Public Release: 

ヒトの食道には癌に関連した変異がよくみられる

American Association for the Advancement of Science

ヒトドナー、特に中年以降の人の正常な食道組織には、癌に関連した遺伝子変異が驚くほどよくみられることが、新しい研究で明らかになった。この結果は、癌と加齢に関するわれわれの理解を深めさせるが、同時に、正常組織内の体細胞変異の存在率と発展がほとんどわかっていないことを強調している。ヒトが年をとると、健康な細胞の変異が蓄積される。通常はこれらの変異は受動的に蓄積され、細胞の挙動を変化させることはない。しかし、遺伝子変異によって変異細胞が競争力を持つようになると、これらの細胞はその変異のない細胞よりも危険な細胞を作り出す。 拡大した変異細胞集団(すなわち「クローン」)は、癌の起源であると考えられている。太陽の紫外線に曝露されたヒトの皮膚は、もっとも変異の多い正常組織である。中年の人の太陽に曝露された皮膚の約25%の細胞には癌のドライバー変異がある。紫外線などの強力な変異誘発物質に曝露されていない細胞が体細胞変異を蓄積する程度はほとんどわかっていない。
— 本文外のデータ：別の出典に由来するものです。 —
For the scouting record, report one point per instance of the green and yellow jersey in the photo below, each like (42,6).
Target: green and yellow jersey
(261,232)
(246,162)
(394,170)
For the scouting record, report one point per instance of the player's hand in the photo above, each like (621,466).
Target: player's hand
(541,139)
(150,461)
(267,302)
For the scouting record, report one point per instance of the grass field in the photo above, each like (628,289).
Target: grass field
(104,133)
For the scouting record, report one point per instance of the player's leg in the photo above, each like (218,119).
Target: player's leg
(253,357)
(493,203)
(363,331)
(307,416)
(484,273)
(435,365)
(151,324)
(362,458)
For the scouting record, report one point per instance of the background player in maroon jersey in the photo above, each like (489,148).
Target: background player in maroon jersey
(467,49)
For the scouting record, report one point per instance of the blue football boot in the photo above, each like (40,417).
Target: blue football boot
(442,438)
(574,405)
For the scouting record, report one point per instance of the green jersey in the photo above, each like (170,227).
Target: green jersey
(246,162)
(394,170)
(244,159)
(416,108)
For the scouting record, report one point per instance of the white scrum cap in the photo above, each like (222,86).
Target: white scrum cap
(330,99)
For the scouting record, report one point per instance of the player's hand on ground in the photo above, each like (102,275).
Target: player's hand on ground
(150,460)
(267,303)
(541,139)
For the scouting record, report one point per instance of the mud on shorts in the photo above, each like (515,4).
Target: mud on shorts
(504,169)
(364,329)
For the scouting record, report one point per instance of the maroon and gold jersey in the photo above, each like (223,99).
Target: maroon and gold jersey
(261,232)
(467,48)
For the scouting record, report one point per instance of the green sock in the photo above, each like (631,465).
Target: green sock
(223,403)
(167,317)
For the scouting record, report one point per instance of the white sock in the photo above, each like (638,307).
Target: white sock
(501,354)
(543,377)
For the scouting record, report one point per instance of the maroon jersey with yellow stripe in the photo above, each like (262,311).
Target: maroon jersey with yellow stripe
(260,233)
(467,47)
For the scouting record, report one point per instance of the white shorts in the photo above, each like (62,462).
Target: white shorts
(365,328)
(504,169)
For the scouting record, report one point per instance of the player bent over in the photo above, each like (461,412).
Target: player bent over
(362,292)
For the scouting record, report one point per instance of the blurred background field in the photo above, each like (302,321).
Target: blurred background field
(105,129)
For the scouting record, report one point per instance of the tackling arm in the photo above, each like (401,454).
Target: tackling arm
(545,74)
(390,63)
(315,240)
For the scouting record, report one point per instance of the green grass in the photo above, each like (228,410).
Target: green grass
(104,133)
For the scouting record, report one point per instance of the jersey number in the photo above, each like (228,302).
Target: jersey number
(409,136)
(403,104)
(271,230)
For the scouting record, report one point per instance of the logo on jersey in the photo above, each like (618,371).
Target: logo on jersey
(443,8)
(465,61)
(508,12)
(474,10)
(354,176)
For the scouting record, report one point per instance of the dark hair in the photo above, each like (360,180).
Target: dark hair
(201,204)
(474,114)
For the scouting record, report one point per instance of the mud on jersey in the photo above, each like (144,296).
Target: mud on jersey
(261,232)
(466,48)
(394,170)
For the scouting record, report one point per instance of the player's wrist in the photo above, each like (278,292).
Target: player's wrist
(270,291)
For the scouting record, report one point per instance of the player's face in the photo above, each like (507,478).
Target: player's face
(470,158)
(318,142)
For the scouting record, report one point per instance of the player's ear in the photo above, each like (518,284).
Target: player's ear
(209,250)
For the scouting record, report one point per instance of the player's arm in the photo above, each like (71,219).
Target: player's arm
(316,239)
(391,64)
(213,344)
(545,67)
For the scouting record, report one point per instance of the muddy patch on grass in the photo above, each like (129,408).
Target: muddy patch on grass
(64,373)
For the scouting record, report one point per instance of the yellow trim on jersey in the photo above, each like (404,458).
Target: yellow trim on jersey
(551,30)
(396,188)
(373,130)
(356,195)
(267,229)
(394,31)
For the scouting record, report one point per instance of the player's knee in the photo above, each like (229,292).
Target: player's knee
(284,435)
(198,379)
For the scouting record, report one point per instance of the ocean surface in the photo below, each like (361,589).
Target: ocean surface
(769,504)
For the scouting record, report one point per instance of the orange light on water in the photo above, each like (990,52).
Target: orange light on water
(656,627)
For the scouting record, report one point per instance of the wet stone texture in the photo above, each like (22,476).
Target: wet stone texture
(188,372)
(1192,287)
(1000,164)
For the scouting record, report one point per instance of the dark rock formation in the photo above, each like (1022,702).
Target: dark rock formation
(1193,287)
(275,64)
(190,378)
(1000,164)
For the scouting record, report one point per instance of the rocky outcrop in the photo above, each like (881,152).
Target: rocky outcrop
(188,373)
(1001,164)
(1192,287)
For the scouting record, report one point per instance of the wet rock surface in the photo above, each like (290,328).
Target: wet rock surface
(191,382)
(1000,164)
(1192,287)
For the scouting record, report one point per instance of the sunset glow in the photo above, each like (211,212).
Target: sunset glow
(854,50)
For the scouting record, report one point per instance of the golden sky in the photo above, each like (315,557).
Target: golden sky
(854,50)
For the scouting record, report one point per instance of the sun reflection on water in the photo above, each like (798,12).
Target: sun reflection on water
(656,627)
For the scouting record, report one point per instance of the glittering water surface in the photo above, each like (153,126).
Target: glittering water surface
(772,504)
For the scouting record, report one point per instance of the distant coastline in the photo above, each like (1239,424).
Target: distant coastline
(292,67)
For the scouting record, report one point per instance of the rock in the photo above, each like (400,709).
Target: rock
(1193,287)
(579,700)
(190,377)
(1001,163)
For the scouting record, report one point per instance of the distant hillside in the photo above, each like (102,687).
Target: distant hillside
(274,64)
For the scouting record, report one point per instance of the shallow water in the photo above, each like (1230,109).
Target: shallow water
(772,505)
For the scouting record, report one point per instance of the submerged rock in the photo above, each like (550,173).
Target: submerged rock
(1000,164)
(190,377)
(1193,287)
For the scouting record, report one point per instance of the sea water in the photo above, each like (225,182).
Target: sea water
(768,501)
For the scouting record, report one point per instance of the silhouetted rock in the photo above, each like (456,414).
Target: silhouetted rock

Iñigo Martincorenaらは、日光から保護した組織の変異量を検討するため、20~75歳のヒトドナー9例の正常な食道上皮(皮膚と同様な構造と特性を有する組織)の標的遺伝子シーケンシングを行った。Martincorenaらによれば、食道組織は皮膚よりも変異率は低かったが、14個の癌関連遺伝子に変異がある細胞クローンに対する強力なポジティブ選択がみられた。中年以降のドナーの組織検体では、食道上皮組織の半数以上に変異クローンが含まれていた。もっとも顕著であったのは、高齢ドナーの食道上皮における癌ドライバー遺伝子NOTCH1の高い変異頻度であった。これらの変異は食道癌細胞よりも正常細胞に多かったため、Martincorenaらは食道癌がNOTCH1変異のない上皮細胞から生じるのではないかと考えている。